The Financial Services Forum report concludes that:

The aggregate gains from global engagement, large though they are, are not evenly shared and do not directly benefit every worker, firm, and community.

  • From the mid-to-late 1970s to the mid-to-late 1990s, the real and relative earnings of less-skilled Americans was poor relative to both economy-wide average productivity gains and also the earnings of their more-skilled counterparts.
  • Since around 2000, the large majority of American workers has seen poor income growth.
  • Global engagement fosters high productivity in American industries, but typically with substantial churn at the level of individual firms, with pervasive shut-down of inefficient plants and even entire companies.
  • Because economic activity tends to be concentrated across American communities, this uneven distribution of globalization’s pressures across workers and firms also means uneven pressures across communities as well.

The bottom line is that today, many American workers feel anxious — about change and about their paychecks.

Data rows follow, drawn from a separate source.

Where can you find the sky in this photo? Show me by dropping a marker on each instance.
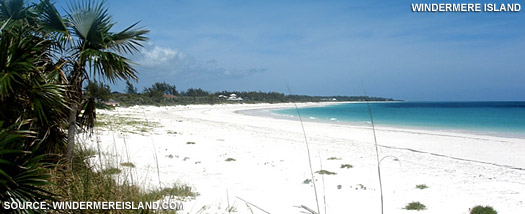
(329, 48)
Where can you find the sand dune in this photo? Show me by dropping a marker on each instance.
(461, 170)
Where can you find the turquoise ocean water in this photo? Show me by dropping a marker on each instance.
(501, 118)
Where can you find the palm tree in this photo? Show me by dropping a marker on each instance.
(92, 50)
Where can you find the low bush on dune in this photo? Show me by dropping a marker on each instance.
(483, 210)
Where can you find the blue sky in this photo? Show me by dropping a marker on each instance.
(329, 48)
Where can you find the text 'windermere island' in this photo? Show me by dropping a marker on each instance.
(465, 7)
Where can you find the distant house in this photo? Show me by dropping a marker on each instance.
(112, 102)
(169, 96)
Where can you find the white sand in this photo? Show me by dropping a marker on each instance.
(461, 170)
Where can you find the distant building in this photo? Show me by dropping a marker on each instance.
(112, 102)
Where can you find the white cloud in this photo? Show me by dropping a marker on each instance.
(171, 63)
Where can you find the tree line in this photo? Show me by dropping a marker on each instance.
(157, 94)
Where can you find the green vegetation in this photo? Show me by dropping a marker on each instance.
(325, 172)
(415, 206)
(111, 171)
(421, 186)
(181, 191)
(125, 124)
(159, 94)
(483, 210)
(347, 166)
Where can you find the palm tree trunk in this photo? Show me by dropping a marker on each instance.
(72, 131)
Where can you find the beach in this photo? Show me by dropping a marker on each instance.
(254, 162)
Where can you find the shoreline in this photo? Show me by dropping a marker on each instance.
(271, 164)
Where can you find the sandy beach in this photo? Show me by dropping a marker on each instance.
(269, 162)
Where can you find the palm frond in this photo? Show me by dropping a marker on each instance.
(52, 22)
(109, 65)
(13, 9)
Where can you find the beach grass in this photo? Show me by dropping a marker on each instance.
(483, 210)
(347, 166)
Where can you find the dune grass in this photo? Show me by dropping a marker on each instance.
(415, 206)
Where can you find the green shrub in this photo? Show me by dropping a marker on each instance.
(483, 210)
(325, 172)
(415, 206)
(348, 166)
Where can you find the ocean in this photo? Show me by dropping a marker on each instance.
(495, 118)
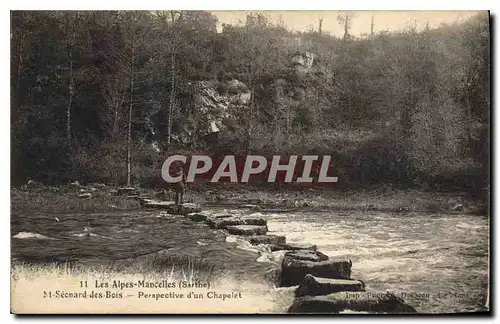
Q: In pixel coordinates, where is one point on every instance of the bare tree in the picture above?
(71, 88)
(345, 19)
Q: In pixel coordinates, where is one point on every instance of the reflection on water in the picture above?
(439, 261)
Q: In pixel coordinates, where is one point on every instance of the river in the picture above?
(438, 263)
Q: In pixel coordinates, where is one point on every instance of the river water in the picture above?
(438, 263)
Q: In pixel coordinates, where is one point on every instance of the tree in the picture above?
(345, 19)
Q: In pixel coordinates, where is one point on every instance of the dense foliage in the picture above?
(404, 107)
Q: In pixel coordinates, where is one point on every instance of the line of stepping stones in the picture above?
(322, 285)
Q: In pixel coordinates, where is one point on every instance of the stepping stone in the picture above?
(157, 203)
(292, 247)
(370, 302)
(223, 223)
(267, 239)
(314, 286)
(249, 206)
(247, 230)
(307, 255)
(293, 270)
(199, 217)
(127, 191)
(184, 209)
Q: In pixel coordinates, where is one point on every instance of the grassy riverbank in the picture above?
(64, 199)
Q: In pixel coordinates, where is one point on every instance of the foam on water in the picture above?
(420, 253)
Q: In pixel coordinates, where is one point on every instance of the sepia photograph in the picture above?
(250, 162)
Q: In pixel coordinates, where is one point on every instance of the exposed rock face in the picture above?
(355, 301)
(247, 230)
(315, 286)
(294, 270)
(267, 239)
(211, 111)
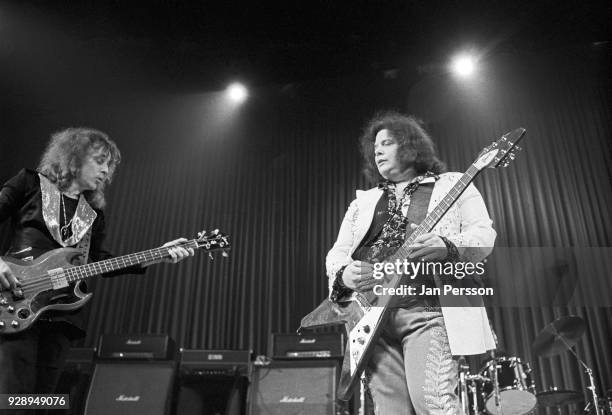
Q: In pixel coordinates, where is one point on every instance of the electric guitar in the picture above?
(365, 317)
(47, 282)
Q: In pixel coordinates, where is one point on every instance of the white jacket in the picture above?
(467, 224)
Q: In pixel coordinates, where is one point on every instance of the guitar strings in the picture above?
(42, 280)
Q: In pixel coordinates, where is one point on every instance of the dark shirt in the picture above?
(21, 202)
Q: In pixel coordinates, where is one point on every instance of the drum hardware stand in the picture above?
(589, 372)
(495, 381)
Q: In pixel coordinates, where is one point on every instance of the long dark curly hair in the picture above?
(64, 156)
(411, 137)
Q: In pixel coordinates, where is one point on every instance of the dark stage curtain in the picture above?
(278, 174)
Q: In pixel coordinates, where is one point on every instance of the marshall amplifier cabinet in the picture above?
(213, 382)
(298, 387)
(133, 387)
(136, 346)
(307, 346)
(75, 378)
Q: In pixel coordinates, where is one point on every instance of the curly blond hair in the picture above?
(64, 156)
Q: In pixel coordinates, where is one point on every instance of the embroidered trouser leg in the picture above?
(412, 370)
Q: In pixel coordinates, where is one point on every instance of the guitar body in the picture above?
(20, 308)
(363, 324)
(52, 281)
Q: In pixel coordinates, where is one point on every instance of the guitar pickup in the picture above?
(58, 279)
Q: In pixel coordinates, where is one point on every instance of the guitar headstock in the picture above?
(501, 152)
(214, 241)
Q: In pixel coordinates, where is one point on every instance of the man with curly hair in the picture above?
(59, 205)
(412, 368)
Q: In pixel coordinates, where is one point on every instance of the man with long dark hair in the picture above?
(59, 205)
(412, 369)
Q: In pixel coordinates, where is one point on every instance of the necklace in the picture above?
(65, 230)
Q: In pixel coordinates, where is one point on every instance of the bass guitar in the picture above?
(365, 317)
(52, 281)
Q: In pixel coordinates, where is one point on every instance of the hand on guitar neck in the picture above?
(176, 253)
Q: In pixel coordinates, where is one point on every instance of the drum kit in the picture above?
(504, 385)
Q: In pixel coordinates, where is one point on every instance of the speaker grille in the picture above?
(130, 389)
(308, 389)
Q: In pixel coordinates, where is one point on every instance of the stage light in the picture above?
(237, 92)
(463, 65)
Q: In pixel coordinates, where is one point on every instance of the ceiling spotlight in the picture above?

Their concerns are real, widespread, and legitimate.

POLICIES
The typical policy response — retraining — isn’t enough because the relief isn’t fast enough. The report’s new policy ideas include:

  • insuring communities against “sudden economic dislocation” caused by a factory closing
  • merging all worker-assistance programs (e.g., unemployment insurance and trade-adjustment assistance) into one
  • eliminating the payroll tax on incomes less than $32,140

SURVEY
A new survey conducted by the Financial Services Forum and RT Strategies shows that public attitudes towards globalization have dimmed slightly since last year. The most recent poll shows that 49% have a favorable view of globalization, compared with 54% in May of 2006.

However, the survey also found that 67% would have a more favorable view of globalization if policymakers “put in place programs specifically designed to better equip American workers, communities, and firms to participate in, and benefit from, the 21st century global economy, and to help those negatively affected by globalization find new jobs.”